Djakarta has set a target of increasing the proportion of gas in the energy mix from 18.1% in 2018 to 22% by 2025. Given that SKK Migas forecasts a rise in total energy consumption from 185.5mn mt/yr of oil equivalent to 248.4mn mtoe over the same period, this would require a big absolute rise in gas demand and supply over the same period.

The government wants more gas-fired generation capacity and more power from renewable energy projects to reduce the share of oil in the energy mix from 45% in 2018 to 25% by 2025. A big increase in biofuels and using LNG as a fuel for trucks is planned to help achieve this highly ambitious target. The strategy is designed to prolong the life of the Indonesian oil industry; some reports suggest that existing fields could be exhausted by 2030 at current rates of recovery.

The state-owned gas transmission and distribution firm Perusahaan Gas Negara (PGN) has been given the task of ensuring that more gas-fired plants are developed. The government restructured the energy sector in 2018 to give Pertamina a 57% stake in PGN to ensure the smooth development of gas projects from field development, through pipeline construction and on to distribution.

PLN will convert some of its power plants from oil and diesel to gas, starting with 52 very small diesel-fired plants with combined capacity of 1,870 MW. PLN plans to reduce its diesel consumption from 2.6mn kilolitres last year to 1.6mn kilolitres in 2021.

In early March, PGN announced that it would invest $2.5bn in regasification capacity and associated infrastructure in Nusa Tenggara, West Kalimantan, North Papua, Sulawesi and Maluku to supply gas to its power plants.

This policy of displacing oil with gas in the power sector could have a big impact on the country’s ability to export LNG. However, much will depend on the impact of Covid-19 on long-term economic growth and therefore energy demand.

At present, it appears that it could have a dramatic effect on growth over the forecast period. Shipments of LNG from Indonesia’s Tangguh plant to China’s Fujian province were already being postponed in February because of the outbreak. At this stage, cargoes have just been delayed by several months, but it seems likely that some will be cancelled entirely.

Future prospects

In a price environment capable of supporting upstream investment, a turnaround in Indonesian LNG exports looks possible, but current plans are almost certain to be held in abeyance until there is at least some stabilisation in the oil price.

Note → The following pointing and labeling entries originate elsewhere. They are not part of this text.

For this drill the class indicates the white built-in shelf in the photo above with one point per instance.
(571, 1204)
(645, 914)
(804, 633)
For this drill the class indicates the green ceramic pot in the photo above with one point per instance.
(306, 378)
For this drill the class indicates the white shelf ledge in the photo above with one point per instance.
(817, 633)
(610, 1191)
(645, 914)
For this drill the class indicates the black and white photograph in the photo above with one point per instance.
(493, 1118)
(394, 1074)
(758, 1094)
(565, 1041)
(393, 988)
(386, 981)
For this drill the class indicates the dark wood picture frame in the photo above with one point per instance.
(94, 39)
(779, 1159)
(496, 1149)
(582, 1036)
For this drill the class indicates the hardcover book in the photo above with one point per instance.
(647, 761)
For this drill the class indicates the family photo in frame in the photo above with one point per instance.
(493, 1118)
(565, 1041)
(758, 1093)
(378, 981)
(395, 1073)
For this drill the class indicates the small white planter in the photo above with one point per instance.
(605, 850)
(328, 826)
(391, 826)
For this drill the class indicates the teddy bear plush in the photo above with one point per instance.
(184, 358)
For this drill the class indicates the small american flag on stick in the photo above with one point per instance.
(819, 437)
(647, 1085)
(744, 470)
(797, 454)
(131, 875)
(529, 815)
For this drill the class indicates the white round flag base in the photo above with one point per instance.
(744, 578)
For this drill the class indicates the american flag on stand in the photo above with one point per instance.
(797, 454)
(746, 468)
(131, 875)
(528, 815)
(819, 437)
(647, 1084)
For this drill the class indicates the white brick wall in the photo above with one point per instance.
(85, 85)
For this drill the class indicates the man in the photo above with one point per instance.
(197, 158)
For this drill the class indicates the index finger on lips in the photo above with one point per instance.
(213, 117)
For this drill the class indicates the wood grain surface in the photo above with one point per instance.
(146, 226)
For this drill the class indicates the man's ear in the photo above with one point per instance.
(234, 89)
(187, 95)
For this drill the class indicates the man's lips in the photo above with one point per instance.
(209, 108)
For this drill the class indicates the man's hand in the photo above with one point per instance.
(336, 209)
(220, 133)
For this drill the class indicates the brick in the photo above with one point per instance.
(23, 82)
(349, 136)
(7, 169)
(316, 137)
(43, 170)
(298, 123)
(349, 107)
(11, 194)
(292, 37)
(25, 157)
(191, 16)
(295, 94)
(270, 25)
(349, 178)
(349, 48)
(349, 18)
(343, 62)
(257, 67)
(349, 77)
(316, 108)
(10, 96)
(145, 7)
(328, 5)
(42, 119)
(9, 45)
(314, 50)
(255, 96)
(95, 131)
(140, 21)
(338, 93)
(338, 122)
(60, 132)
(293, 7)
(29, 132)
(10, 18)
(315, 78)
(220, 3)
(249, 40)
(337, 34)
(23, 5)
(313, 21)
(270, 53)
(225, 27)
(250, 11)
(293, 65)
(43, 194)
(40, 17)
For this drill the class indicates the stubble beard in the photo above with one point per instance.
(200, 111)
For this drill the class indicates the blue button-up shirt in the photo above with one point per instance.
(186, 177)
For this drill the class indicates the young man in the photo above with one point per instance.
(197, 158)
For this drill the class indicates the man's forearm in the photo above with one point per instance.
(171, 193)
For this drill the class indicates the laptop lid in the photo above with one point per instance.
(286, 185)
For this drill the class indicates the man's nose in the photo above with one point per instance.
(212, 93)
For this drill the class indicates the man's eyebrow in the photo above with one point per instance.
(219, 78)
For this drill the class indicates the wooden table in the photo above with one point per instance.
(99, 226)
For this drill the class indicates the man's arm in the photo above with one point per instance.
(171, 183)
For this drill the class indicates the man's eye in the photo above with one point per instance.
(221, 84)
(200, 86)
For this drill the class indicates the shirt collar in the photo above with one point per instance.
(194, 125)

The government had previously expected to start importing LNG by 2025, but the planned contract for Cheniere Energy to ship cargoes from its plant on the US Gulf coast to the Nusantara FLNG plant may now be cancelled. However, it remains to be seen if the rise in exports will be quite as dramatic as the government hopes because of the rapidly growing demands of the power sector.

Producing 1mn b/d oil and 12.3bn ft3/d of gas by 2030 is a very testing target, particularly as just two years ago the General National Energy Planning road map for the country’s energy future forecast falls in oil and gas production over the next decade, to 667,000 b/d and 5.8bn ft3/d by 2030 respectively. Further gas discoveries need to be made, if LNG exports are to be sustained, as demand from the power and petrochemical sectors is continuing to grow.

Indonesia should have the LNG capacity needed to boost exports if the feedstock is available. If Masela and Tangguh Train 3 are developed as planned, they would boost national production capacity to 33.1mn mt/yr.

Post Covid-19, there is likely to be plenty of appetite for Indonesian LNG, if output rebounds as much as the government hopes. Given its geographical location, almost all of Indonesia’s exports go to the huge LNG markets in East Asia: Japan, South Korea, Taiwan and China.